Si Juliette Binoche a réussi ce parcours résolument orienté vers le haut, c’est sans doute aussi parce qu’elle accorde au travail une place essentielle. Le travail d’actrice, chez elle, dépasse largement la préparation spécifique pour un rôle, il résonne comme un engagement. Savoir se rendre disponible, de corps et d’esprit. Accumuler les expériences, multiplier les rencontres, briser les barrières, repousser les limites, s’ouvrir sans cesse de nouveaux horizons. Donner, recevoir, échanger. Ne jamais se laisser enfermer dans le confort, les certitudes, les scléroses. Bref, vivre d’abord pleinement sa propre vie pour nourrir ensuite celle de ses personnages.

Pour mesurer l’ampleur et la qualité de ce travail, il faut pouvoir observer Juliette Binoche au moment où, précisément, elle semble s’en libérer. Sur un plateau, face à la caméra. Dès l’instant où le mot « moteur » est prononcé, elle oublie tout son savoir, toute son expérience. Pas de recettes, pas de ficelles, pas de tics. Risque maximum. Elle se lance dans chaque prise comme si elle sautait dans le vide, en acceptant de ne plus rien maîtriser, plongée toute entière dans le présent. Selon les circonstances, elle est capable de pleurer ou d’éclater de rire. Elle est aussi capable de rougir. Toute la force de son jeu est là : dans sa faculté de réaction. C’est cette innocence, cette virginité chaque fois retrouvée qui la rend si vraie à l’écran. Une vérité profonde, la sienne, qui touche aussi la nôtre.
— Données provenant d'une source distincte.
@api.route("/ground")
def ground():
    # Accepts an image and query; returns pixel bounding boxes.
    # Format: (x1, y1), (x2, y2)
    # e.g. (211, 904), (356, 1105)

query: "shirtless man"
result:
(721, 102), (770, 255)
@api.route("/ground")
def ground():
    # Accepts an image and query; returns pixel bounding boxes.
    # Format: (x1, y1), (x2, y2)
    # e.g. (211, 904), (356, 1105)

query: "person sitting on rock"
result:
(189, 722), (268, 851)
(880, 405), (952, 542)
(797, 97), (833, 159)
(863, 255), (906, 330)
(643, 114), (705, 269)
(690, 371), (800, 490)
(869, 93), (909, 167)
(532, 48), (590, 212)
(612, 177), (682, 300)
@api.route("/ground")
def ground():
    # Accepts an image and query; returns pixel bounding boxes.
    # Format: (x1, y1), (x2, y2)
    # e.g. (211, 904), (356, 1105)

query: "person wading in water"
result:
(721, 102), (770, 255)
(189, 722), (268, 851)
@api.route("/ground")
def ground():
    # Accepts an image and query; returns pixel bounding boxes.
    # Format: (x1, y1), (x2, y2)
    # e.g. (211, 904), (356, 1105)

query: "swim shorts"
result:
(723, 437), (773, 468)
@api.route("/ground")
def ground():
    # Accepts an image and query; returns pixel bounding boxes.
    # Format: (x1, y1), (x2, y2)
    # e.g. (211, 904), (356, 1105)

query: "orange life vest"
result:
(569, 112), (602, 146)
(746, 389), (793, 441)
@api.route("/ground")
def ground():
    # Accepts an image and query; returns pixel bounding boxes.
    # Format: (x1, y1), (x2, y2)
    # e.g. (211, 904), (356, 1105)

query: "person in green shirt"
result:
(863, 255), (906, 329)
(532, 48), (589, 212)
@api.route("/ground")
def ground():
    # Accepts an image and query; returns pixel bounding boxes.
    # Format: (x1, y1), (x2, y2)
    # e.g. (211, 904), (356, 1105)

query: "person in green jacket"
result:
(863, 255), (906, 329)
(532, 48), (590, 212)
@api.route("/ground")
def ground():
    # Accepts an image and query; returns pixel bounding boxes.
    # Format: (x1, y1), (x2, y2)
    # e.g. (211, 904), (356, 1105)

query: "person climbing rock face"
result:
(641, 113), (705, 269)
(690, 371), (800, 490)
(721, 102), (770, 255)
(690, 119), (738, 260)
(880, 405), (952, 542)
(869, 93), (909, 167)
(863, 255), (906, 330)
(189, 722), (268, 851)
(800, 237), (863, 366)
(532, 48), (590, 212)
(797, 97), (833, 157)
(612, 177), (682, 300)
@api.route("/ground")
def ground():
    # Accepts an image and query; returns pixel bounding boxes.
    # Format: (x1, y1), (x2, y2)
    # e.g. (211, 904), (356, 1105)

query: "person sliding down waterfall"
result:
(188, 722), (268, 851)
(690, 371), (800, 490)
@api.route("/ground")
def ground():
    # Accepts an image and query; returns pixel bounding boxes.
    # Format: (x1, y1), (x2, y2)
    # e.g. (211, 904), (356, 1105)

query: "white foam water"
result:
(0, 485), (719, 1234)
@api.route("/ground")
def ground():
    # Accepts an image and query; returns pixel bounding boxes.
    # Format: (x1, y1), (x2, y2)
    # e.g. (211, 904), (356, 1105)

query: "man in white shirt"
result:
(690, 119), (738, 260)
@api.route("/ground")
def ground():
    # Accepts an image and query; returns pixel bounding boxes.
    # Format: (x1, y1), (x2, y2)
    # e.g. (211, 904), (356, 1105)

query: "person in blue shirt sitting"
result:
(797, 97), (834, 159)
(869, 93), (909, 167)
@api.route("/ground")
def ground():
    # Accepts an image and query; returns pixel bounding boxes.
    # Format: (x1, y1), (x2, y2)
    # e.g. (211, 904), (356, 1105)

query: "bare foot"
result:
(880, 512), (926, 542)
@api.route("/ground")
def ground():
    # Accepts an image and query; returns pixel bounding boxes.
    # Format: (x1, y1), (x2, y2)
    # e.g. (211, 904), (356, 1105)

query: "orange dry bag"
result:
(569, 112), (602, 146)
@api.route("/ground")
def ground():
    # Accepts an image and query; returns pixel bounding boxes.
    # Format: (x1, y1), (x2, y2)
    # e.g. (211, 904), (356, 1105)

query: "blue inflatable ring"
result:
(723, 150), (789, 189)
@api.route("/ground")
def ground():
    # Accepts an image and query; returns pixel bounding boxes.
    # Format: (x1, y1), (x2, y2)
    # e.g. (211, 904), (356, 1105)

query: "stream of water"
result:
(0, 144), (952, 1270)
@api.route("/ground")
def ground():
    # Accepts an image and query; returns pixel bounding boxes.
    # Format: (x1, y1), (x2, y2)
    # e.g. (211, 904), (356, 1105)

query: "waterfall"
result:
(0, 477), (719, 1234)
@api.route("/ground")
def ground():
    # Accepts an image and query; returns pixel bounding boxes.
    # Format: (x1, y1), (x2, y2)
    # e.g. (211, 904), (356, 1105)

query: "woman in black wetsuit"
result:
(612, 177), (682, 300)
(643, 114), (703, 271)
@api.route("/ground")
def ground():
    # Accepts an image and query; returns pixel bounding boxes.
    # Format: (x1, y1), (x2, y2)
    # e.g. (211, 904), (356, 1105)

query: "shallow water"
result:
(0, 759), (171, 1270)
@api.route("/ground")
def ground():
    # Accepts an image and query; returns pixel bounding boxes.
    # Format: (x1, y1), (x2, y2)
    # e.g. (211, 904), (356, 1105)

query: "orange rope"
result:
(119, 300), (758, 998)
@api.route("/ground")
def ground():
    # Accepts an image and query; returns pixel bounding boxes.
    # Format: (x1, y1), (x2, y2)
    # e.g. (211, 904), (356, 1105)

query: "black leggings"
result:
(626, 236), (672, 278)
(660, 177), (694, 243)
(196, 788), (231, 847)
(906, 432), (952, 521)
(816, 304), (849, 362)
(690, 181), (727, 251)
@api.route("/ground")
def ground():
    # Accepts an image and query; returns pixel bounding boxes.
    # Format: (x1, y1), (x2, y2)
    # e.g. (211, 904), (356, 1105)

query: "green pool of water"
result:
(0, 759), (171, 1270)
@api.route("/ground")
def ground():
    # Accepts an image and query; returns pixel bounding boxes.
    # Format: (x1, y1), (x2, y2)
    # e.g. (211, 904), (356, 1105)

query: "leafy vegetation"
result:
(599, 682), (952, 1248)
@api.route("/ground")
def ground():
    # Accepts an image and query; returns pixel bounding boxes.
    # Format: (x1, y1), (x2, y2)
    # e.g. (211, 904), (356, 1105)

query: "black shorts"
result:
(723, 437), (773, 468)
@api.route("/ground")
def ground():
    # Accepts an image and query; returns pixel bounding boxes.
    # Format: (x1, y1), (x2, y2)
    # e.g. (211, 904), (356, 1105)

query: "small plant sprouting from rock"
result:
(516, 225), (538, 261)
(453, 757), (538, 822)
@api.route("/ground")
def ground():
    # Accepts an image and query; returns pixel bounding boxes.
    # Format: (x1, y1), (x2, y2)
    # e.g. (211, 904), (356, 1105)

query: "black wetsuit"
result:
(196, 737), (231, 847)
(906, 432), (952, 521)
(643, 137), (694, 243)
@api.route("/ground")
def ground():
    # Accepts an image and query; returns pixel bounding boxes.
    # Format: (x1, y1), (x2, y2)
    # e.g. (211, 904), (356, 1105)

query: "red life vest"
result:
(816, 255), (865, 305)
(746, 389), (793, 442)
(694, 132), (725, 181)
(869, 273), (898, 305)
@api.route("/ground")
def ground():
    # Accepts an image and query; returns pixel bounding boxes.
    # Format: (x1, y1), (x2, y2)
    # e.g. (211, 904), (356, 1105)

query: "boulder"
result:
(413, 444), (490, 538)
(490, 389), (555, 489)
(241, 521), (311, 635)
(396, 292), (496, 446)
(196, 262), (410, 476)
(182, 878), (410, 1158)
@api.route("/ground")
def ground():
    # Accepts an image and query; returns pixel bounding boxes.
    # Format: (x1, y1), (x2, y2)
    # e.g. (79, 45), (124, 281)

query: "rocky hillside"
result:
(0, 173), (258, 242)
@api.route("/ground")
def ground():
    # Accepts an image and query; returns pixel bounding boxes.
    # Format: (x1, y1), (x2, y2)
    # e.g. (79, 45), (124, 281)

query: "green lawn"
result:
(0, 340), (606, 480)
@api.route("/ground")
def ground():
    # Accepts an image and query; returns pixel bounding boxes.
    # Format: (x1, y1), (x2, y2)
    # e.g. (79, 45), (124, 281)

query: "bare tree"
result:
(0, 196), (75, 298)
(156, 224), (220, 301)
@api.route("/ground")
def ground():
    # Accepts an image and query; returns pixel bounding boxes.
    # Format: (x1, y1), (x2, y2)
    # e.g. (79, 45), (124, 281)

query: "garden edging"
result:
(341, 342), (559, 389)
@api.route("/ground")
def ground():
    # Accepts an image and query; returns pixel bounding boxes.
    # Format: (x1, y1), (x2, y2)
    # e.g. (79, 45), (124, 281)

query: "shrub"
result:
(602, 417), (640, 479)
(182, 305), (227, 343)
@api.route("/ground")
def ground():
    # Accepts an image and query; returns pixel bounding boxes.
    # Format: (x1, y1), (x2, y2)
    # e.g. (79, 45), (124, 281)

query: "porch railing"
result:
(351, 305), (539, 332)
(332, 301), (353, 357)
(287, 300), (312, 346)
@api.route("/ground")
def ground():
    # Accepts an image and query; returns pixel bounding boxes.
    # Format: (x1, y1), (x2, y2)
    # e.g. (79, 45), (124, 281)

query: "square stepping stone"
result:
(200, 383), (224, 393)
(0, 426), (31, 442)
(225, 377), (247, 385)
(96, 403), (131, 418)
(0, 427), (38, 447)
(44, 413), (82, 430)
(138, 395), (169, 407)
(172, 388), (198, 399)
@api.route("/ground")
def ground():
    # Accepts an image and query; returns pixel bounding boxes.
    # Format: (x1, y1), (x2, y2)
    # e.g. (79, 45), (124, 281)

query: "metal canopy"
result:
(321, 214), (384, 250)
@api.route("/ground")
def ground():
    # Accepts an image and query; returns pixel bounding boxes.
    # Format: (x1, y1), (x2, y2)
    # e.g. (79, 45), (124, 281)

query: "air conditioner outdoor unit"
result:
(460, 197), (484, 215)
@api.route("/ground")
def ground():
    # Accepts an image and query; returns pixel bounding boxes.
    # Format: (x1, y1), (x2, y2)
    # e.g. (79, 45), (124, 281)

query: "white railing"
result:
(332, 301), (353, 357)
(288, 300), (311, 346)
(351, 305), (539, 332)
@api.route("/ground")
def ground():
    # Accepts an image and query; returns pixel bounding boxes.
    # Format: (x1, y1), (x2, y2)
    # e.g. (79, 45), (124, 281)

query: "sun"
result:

La Figure que dessine Juliette Binoche de film en film ne cesse ainsi de s’enrichir sans jamais rien perdre de sa pureté lumineuse. A la fois cohérente et sans cesse régénérée. A l’image des prénoms de ses personnages qui, si souvent, résonnent en « a » : Nina (Rendez-Vous), Anna (Mauvais Sang), Tereza (L’Insoutenable légèreté de l’être), Anna (Fatale), Hanna (Le Patient anglais), Alice (Alice et Martin), Anne (Code Inconnu), Vianne (Le Chocolat). Chaque rôle, chaque personnage, est comme une extension d’elle-même, toujours tendue vers un idéal. Idéal de vie, idéal d’actrice.

Il reste encore à Juliette Binoche de nombreux territoires à explorer, de nombreux registres dans lesquels s’aventurer. Une grande comédie par exemple où elle nous fasse rire aux éclats. Ou des rôles plus ambigus, plus équivoques. Il lui reste encore beaucoup à vivre, beaucoup à jouer. Elle le fera à sa manière. Comme toujours, les yeux grands ouverts.